Les préférences géographiques des deux pays divergent aussi : la Corée du Nord privilégiait les registres des îles du Pacifique et d’Asie, la Russie recourt davantage aux registres africains. Les deux exploitent des pavillons de complaisance importants comme le Panama, et ont utilisé les pavillons de Palau et de Sierra Leone.
Malgré des tactiques similaires, l’écart de taille entre la flotte nord-coréenne et russe est considérable. Selon le Centre de données sur le commerce et le développement de l’ONU, la Corée du Nord alignait environ 1 277 navires en 2024. Dès octobre 2023, la Russie disposait déjà d’une flotte fantôme estimée entre 400 et 650 navires — soit près de la moitié de la flotte commerciale entière nord-coréenne. Ce contraste illustre comment un État bien financé peut tirer parti des faiblesses structurelles pour maintenir ses exportations malgré un régime de sanctions sévère.
Quelles réponses possibles ?
Le régime international des sanctions cible les acteurs identifiés, mais frappe rarement les institutions qui les facilitent. Cette lacune continue de permettre la prolifération des flottes fantômes. Sanctionner uniquement les navires et leurs propriétaires enregistrés est une approche réactive et insuffisante. Augmenter les coûts pour les registres et prestataires de services impliqués dans ces réseaux serait plus efficace pour lutter contre les flottes fantômes actuelles et futures.

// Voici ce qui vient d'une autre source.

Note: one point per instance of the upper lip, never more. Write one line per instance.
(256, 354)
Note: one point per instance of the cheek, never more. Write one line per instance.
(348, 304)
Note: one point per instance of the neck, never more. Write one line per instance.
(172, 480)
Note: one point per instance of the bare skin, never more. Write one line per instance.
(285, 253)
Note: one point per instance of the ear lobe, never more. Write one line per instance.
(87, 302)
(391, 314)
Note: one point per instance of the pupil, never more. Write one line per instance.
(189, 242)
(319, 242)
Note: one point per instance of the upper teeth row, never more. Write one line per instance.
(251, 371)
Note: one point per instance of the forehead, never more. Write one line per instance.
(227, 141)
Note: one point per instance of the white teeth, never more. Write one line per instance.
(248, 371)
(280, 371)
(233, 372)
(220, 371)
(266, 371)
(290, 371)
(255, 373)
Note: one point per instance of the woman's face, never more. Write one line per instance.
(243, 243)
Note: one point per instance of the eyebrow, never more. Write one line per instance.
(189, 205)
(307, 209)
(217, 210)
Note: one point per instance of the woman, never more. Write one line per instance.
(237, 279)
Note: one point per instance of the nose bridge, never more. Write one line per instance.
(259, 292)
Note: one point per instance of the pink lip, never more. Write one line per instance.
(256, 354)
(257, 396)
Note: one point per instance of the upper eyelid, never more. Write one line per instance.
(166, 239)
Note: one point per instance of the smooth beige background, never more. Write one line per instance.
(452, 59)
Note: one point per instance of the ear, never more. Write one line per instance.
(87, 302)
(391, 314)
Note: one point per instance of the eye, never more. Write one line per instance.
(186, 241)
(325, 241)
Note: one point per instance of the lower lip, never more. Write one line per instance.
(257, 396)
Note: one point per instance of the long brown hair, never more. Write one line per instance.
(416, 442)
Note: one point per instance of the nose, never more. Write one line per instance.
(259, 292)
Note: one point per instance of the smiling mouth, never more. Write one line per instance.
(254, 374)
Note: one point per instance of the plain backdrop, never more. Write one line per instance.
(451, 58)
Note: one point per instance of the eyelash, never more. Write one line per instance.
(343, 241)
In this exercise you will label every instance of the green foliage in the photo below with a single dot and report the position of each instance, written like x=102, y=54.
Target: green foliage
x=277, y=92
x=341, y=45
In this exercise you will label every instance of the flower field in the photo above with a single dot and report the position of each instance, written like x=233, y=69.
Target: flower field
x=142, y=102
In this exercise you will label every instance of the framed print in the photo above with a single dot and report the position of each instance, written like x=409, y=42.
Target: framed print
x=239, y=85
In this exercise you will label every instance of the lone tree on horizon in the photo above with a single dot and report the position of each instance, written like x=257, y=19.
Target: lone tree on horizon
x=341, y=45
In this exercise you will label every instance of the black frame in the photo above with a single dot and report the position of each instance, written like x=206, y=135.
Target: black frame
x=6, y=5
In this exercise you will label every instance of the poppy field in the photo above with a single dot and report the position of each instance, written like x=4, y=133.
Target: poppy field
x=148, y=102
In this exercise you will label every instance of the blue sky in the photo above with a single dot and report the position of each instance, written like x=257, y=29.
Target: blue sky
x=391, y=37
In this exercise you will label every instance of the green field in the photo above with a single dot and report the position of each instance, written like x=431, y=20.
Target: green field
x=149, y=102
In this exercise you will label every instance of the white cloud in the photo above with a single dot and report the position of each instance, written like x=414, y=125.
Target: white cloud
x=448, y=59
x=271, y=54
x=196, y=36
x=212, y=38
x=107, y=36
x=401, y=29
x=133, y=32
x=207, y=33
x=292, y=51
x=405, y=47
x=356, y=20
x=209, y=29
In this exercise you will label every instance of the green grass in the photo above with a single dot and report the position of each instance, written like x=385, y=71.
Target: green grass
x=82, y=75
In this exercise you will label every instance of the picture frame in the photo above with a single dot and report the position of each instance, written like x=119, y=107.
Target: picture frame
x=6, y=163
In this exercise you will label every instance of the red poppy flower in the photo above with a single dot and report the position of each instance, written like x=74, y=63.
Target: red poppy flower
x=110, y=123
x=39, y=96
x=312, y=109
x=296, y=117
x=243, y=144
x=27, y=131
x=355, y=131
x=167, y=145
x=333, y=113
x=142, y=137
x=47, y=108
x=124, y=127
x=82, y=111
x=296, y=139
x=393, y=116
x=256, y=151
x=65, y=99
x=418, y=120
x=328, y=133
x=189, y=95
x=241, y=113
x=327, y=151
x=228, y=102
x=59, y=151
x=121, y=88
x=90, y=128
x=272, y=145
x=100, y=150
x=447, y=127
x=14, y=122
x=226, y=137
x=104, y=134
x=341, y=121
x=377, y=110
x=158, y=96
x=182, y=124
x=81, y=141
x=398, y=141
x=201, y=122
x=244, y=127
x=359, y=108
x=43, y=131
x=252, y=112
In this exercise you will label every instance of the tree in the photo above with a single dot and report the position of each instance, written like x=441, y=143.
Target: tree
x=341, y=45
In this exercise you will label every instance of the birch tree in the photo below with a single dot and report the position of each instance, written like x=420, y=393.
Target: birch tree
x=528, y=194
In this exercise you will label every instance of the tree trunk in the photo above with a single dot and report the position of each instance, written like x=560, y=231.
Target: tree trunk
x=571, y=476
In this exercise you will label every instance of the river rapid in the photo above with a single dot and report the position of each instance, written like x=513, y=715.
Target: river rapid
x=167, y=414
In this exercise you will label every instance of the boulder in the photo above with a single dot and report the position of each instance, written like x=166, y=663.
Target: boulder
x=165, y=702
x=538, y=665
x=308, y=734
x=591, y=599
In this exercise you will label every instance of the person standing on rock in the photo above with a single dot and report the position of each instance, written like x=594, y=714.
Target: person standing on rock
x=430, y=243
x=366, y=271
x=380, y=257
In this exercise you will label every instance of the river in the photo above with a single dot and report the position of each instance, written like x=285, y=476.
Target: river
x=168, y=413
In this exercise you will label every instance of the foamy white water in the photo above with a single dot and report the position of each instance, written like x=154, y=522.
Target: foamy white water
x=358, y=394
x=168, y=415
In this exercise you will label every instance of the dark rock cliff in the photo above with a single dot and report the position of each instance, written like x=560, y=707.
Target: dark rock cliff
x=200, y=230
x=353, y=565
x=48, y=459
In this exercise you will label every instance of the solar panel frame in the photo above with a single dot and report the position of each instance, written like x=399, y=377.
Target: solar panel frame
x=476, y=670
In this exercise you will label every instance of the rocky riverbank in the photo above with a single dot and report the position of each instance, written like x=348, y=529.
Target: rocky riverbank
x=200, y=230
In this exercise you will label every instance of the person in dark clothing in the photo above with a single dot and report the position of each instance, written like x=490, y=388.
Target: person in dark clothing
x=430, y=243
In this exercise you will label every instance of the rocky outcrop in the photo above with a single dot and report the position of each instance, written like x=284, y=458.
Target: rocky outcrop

Au-delà des flottes fantômes, les registres ouverts génèrent également des revenus légitimes. Le Liberia, par exemple, engrange des montants importants via les frais d’enregistrement, charges sur le tonnage et coûts de conformité. Sur plusieurs milliers de navires, ces redevances constituent une source massive de revenus pour les États participants. Ces incitations expliquent en partie pourquoi certains registres reviennent constamment dans des cas d’évasion des sanctions. Comme les navires peuvent changer de registre, implanter des processus ralentis ou des contrôles plus stricts expose les registres à perdre la concurrence face à des rivaux plus souples.
Une piste pour combler cette faille consisterait à étendre les sanctions occidentales aux registres qui continuent d’immatriculer des navires fantômes malgré les désignations. Cela entraînerait des risques financiers et réputationnels, pouvant provoquer un désengagement massif des navires, une baisse des enregistrements et un renforcement des contrôles portuaires.
De nombreux registres effectuent des transactions en dollars américains, dépendent de prestataires liés aux États-Unis ou sont exploités par des entreprises américaines (comme le Liberia). Ils restent ainsi soumis à la juridiction américaine, ce qui constitue un levier d’action : les sanctions pourraient limiter leur accès aux canaux de paiement, assureurs, banques et partenaires commerciaux. Sanctionner ces registres rendrait les enregistrements de navires fantômes plus coûteux et risqués, tant pour les registres que pour les clients légitimes. Combinée à des incitations renforcées au devoir de diligence et à la radiation des navires sanctionnés, cette approche compliquerait la pérennisation des pratiques d’évasion.
La Russie n’a pas inventé le schéma de la flotte fantôme, mais a étendu celui dont l’efficacité avait été démontrée par la Corée du Nord. Sans changements structurels concernant les incitations des registres et leur contrôle, les flottes fantômes continueront de croître en taille et en sophistication, limitant l’efficacité des sanctions internationales.